We see that in the lives of the saints that the church honors.  There are martyrs who suffered for their faith.  And even in their suffering they were blessed, and their lives were embodiments of the love of Christ.  There were others who worked tirelessly in their lives to spread the Gospel of Christ in far off lands.  But no matter how far they traveled they could never go farther than the love of God.  Wherever they went, there it was.  There were those who worked to teach the forgotten and to minister to the ones no one else wanted to minister to.  But through it all, God’s blessings and love never left them out, nor did they leave out anyone they were called to serve.

And the same is true of all the lesser-known saints.  The ones we celebrate and honor, but whom the wider church knows only in spirit.  The parents and grandparents and aunts and uncles and children and spouses and friends we lift up to God on this day.  Each of them loved.  Each of them shared a piece of the heart of Christ with us in their own way.  Each of them made meaning in our lives in simple and profound ways.  And so we lift them up to God.  We lift them up to each other as examples of and testaments to that wild and abundant love of God that we know a little better because they showed it to us.

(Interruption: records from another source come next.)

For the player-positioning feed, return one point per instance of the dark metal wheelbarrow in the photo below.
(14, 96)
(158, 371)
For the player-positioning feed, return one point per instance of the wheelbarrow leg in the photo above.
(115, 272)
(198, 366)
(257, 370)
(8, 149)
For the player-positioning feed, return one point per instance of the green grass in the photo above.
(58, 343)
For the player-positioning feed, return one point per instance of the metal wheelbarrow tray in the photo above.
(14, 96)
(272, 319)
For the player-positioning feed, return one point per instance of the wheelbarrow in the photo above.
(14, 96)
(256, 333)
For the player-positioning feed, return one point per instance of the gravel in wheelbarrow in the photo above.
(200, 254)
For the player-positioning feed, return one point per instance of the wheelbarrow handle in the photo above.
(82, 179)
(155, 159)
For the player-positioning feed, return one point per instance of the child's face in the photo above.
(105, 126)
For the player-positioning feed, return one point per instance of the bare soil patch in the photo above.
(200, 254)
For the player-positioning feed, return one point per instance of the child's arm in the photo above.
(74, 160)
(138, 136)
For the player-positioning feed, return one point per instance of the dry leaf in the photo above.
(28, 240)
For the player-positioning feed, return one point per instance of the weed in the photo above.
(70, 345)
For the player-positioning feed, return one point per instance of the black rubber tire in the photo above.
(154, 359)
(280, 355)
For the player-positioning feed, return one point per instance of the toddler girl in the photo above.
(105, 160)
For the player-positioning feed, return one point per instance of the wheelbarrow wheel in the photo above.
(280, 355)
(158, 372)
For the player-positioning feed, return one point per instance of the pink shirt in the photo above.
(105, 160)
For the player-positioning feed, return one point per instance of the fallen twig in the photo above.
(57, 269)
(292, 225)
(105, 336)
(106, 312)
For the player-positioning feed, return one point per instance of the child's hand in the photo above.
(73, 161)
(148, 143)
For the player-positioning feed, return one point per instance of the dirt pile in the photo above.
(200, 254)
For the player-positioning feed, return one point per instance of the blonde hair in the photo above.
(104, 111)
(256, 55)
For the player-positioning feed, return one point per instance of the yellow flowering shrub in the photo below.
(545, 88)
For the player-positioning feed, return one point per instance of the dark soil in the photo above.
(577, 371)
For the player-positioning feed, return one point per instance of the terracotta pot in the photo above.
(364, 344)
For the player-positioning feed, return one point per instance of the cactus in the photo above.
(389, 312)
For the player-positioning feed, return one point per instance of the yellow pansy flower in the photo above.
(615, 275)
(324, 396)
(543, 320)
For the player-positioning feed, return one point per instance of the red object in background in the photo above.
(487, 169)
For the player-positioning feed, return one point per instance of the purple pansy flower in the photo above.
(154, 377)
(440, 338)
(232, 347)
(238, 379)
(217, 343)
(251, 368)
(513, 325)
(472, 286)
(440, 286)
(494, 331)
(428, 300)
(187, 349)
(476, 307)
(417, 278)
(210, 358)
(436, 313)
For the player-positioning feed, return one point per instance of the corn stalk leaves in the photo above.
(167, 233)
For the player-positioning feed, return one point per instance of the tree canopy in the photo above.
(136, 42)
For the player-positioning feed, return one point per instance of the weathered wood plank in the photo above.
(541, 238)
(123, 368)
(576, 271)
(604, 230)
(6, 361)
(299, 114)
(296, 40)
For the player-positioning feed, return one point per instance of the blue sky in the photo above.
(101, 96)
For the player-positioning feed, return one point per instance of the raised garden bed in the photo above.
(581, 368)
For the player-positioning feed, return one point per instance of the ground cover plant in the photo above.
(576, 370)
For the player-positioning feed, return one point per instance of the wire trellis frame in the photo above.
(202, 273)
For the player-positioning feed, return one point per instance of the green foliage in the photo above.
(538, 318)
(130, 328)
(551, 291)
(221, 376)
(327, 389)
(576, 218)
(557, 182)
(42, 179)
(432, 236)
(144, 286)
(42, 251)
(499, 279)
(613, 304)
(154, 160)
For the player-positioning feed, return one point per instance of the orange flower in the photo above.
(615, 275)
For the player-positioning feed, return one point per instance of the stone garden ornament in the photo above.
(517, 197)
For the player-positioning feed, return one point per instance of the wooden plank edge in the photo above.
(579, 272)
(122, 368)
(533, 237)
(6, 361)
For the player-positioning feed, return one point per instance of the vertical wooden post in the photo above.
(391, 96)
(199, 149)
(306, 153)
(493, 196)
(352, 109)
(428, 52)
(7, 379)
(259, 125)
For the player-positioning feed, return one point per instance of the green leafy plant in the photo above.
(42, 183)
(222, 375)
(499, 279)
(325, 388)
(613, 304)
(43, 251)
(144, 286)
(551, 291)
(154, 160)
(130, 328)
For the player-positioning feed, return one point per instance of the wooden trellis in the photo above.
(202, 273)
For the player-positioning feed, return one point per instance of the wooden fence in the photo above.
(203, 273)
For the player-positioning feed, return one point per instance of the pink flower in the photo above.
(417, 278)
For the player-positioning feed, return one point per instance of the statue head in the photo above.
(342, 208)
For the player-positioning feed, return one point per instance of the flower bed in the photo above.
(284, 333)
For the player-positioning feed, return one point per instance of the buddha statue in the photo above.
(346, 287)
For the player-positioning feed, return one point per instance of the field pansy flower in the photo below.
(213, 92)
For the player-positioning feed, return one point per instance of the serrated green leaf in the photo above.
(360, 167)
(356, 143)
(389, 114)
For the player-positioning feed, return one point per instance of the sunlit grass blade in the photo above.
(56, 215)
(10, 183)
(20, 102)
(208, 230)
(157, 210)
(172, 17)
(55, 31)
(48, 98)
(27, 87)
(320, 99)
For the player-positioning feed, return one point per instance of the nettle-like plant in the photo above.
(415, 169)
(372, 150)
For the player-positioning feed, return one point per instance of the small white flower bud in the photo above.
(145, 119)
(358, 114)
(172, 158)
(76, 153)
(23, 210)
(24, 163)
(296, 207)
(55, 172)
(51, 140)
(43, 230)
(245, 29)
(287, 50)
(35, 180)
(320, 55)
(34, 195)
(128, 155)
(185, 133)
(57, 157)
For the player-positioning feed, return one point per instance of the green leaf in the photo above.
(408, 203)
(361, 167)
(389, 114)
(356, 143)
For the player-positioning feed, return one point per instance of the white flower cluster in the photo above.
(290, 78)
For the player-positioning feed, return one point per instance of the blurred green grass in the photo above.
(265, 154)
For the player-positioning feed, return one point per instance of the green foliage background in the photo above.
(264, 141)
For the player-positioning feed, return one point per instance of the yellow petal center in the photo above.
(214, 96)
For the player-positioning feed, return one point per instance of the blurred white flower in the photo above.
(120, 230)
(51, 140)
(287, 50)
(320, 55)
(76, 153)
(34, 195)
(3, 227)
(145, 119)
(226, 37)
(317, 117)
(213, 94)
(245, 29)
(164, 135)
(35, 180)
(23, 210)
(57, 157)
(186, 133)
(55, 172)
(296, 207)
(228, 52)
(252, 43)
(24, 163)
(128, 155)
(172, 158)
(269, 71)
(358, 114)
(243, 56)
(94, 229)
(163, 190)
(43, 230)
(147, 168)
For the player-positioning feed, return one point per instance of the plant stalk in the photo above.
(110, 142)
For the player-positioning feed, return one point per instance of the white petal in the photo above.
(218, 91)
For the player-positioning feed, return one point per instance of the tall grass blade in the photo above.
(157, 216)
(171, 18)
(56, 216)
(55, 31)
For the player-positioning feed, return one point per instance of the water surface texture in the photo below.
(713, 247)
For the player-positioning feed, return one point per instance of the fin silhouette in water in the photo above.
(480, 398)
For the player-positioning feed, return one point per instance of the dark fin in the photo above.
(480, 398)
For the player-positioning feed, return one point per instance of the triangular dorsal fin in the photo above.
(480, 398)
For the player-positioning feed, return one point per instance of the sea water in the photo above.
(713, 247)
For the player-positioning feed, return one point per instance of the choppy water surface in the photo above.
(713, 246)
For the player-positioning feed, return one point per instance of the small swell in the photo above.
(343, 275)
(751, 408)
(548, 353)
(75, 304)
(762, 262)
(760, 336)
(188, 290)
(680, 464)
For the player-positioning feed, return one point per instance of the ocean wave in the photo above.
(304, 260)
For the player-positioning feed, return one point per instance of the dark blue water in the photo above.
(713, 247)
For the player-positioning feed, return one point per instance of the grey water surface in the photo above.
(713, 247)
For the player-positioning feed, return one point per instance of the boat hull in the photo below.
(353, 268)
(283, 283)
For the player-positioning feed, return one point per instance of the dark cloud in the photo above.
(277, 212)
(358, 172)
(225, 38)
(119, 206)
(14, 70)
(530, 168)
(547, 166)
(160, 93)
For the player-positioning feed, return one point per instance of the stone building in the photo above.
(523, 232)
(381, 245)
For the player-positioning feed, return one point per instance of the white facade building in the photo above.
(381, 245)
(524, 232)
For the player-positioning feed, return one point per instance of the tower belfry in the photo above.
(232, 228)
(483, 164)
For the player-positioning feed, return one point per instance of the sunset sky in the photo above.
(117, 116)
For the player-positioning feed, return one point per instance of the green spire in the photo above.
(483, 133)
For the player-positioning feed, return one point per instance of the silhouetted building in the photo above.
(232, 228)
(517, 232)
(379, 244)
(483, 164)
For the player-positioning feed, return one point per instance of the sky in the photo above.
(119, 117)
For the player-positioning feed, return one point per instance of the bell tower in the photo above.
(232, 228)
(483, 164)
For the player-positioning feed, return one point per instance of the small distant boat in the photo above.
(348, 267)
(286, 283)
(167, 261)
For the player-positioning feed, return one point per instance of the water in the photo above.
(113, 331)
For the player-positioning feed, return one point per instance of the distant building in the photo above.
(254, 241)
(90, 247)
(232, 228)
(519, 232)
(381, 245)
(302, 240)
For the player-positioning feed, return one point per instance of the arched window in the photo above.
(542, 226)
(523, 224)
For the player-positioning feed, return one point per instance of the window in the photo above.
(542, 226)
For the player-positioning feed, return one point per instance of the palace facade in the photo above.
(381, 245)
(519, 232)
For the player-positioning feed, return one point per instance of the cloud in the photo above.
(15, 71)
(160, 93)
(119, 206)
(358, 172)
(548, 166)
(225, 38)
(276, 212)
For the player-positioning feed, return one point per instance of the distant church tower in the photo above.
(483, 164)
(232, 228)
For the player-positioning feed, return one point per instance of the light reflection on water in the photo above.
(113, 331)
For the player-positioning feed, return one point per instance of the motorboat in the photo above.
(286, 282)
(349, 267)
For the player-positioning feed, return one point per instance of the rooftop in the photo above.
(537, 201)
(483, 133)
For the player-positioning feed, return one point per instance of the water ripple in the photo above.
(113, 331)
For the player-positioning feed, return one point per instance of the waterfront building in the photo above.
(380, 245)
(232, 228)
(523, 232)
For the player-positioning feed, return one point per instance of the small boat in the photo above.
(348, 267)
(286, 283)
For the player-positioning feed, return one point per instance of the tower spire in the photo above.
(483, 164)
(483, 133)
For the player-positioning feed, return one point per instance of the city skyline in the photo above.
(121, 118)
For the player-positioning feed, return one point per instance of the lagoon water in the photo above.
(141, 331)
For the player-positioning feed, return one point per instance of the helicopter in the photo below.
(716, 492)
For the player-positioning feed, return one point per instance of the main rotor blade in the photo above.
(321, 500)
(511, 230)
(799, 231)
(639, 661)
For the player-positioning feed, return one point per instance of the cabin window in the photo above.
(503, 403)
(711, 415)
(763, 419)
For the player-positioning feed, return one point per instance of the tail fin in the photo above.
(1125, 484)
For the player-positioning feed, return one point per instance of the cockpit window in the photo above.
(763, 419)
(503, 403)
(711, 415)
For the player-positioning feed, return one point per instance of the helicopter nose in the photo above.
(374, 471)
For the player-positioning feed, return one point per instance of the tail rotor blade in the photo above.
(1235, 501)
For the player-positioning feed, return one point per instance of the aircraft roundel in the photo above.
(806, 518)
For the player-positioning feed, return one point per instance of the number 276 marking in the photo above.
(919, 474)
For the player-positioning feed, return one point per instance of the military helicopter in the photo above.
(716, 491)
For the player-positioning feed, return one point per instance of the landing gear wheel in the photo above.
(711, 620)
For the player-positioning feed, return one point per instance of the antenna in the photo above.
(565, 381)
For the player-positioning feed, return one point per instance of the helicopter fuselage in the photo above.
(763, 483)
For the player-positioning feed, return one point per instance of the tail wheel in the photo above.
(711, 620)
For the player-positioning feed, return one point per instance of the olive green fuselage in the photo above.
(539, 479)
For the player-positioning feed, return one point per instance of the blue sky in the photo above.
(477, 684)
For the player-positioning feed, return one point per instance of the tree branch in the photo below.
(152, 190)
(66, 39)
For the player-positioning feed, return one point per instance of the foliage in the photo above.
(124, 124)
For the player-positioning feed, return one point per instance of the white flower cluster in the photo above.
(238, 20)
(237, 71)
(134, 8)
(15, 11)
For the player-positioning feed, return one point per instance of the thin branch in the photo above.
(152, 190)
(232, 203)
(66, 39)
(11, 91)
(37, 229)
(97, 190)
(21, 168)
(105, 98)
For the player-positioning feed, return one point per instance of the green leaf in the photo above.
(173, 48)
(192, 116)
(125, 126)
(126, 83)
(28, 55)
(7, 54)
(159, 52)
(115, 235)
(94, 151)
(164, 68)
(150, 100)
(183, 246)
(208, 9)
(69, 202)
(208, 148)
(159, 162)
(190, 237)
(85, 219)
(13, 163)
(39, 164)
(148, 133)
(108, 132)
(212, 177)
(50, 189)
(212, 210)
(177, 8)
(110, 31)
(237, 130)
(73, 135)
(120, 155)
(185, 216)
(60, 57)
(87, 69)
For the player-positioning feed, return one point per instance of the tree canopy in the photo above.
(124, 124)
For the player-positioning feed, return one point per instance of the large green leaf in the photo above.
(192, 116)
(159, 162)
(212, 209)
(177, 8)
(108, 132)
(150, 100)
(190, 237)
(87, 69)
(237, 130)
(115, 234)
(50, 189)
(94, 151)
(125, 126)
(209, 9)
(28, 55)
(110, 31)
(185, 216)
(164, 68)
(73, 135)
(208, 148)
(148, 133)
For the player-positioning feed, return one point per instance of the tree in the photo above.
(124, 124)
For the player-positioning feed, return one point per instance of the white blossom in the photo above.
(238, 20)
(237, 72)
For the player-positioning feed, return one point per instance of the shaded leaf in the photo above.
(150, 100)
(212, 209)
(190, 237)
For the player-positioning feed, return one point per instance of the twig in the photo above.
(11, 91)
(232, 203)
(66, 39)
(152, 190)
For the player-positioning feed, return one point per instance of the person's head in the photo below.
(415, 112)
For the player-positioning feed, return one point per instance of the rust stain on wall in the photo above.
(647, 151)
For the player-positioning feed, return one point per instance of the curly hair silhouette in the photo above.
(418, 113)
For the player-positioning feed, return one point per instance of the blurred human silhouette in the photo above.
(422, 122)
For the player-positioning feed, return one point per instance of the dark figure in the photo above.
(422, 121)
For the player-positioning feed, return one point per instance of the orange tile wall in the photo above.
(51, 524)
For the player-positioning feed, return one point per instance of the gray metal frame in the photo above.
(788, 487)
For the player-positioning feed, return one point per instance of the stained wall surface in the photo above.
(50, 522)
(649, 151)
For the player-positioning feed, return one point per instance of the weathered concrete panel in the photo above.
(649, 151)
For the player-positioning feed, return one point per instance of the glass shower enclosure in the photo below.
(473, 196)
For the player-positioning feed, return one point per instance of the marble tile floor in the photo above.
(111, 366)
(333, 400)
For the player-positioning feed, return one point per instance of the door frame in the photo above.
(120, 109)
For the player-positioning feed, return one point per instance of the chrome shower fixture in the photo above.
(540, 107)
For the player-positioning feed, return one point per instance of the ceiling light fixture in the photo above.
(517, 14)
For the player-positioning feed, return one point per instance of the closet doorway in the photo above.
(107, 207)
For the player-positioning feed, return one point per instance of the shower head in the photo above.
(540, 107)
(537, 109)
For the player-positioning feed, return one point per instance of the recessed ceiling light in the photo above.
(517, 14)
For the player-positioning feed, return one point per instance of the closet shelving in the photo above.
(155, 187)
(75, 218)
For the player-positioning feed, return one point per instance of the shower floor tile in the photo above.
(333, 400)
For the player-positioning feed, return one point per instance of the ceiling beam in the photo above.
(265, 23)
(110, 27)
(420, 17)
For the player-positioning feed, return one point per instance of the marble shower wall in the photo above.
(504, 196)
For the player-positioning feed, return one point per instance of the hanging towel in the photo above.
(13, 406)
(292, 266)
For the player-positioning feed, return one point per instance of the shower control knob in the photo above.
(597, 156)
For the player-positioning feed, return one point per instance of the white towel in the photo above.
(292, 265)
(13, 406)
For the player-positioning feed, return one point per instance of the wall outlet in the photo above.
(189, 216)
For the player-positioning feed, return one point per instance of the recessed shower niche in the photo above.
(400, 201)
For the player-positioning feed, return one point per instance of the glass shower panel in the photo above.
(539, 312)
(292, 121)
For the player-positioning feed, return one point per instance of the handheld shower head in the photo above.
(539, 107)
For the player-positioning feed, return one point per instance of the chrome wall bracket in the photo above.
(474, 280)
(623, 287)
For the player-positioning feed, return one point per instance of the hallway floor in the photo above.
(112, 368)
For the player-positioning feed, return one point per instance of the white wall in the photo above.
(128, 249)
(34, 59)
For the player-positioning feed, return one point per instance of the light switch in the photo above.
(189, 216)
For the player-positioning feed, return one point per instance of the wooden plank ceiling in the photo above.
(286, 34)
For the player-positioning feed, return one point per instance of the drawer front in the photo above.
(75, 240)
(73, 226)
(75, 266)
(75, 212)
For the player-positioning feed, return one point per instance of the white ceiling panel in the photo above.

As my conversation with my nephew was coming to a close the other day, I ended by giving him a little bit of an object lesson in love and its meaning and its purpose.  He said “thanks and I love you” and I replied, “I love you, too.  More than I bet you can imagine.  Since before I knew you.”  And it’s true.  I love that kid more than I know how to say.  I still vividly remember the anticipation of his arrival and the first moment I laid eyes on him.  My heart exploded and it hasn’t stopped since.  And if that’s how an uncle can love his nephew, can you even imagine the way God loves us?  I can’t.  I just know I’m grateful for it.  And I know that I’m still working at loving God back as much as I can.  May we all strive to be the saints that someone else looks up to – the saints that give someone else a glimpse of the love that God has for them.  Amen.